Friday, March 29, 2013

Crafting Care

Wednesday, I went out for a birthday dinner with two girlfriends whose birthdays are also this week. One is a teacher, the other an occupational therapist. My therapist friend said she was tempted to buy me a grabber or elastic shoelaces or another piece of adaptive equipment to make independence easier during my shoulder recovery. She couldn't bring herself to do it and said she'd save the grabber idea for when we reached 80. We laughed. So lucky I am. We are.
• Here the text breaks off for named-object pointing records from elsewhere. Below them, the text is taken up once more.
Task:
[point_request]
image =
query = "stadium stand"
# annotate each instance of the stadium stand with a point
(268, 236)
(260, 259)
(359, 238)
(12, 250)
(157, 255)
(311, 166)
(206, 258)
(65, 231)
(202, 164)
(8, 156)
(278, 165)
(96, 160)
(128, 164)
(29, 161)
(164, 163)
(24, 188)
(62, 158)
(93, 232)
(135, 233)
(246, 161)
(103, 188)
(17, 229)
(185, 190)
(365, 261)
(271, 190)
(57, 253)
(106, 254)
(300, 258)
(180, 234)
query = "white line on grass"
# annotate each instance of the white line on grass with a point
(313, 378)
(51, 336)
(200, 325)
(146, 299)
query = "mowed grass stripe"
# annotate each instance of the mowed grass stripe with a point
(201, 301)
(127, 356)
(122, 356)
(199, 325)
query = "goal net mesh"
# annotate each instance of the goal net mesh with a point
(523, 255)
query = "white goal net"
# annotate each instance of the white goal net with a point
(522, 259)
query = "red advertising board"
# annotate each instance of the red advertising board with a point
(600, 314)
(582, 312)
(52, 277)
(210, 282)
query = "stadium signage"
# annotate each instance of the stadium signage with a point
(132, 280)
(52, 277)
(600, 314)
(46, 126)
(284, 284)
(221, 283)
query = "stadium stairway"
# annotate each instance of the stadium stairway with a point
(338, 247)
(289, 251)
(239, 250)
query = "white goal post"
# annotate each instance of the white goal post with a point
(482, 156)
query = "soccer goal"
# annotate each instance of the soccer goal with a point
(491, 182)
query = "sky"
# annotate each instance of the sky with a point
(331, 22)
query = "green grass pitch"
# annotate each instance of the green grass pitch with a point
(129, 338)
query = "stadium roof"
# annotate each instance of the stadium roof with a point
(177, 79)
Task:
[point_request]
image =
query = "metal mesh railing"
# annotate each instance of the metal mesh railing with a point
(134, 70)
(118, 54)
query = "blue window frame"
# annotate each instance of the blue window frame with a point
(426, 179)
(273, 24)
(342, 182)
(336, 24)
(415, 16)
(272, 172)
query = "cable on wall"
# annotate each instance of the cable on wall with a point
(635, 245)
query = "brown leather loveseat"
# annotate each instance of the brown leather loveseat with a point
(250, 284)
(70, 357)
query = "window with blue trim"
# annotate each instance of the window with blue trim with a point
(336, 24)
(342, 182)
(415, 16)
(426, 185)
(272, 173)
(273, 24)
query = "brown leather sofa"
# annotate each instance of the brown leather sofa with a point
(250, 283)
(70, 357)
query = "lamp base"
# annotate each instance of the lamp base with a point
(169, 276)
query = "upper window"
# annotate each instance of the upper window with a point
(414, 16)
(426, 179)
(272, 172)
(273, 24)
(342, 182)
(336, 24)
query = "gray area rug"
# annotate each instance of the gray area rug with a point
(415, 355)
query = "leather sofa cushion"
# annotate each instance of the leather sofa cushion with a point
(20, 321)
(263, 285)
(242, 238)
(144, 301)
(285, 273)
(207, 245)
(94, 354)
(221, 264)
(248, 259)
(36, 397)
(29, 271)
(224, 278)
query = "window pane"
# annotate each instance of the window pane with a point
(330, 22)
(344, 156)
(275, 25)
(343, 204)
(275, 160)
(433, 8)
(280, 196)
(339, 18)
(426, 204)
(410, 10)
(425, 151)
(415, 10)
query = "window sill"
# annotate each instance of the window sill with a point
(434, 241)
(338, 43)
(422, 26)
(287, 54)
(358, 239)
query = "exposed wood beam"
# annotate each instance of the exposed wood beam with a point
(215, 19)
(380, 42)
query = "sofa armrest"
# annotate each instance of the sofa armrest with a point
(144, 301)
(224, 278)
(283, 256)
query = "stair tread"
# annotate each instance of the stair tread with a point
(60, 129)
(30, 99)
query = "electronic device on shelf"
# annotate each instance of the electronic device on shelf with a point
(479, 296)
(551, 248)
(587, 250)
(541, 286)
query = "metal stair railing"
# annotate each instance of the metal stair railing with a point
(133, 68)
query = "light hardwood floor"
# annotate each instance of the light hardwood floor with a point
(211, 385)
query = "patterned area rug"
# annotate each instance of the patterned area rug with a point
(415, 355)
Her conversation stuck. I am currently reading Steven Wolk's Caring Hearts and Critical Minds. The two came together in an idea for a unit. 

I started by researching adaptive equipment as I started thinking about inquiry units I could loosely structure for students to dive into after our reading tests in April. I came across "I Can Do That: Coping Successfully with Amputations", a Think Quest project designed by students one of whom is an amputee. Then, of couse, I started thinking about books.

Wolk talks about anchor texts he used with students during literature-based inquiry units. Though I have used anchor texts with the whole class in the past, I do much less of it now. Instead, I offer students choices in themed sets. Students group themselves by book choice (or I group them after they declared their top 3 choices). I teach from short texts that connect with the themes and use them to teach the content I want students to learn over the course of the unit. It's not quite literature circles and it's not quite what Wolk describes, but there is overlap between the two.  I'll write a proper review of Wolk's Caring Hearts and Critical Minds once I finish it, but you know, if a professional book sparks this much thinking and sets me right to work, it's good. You can preview/read the entire book online at Stenhouse now too.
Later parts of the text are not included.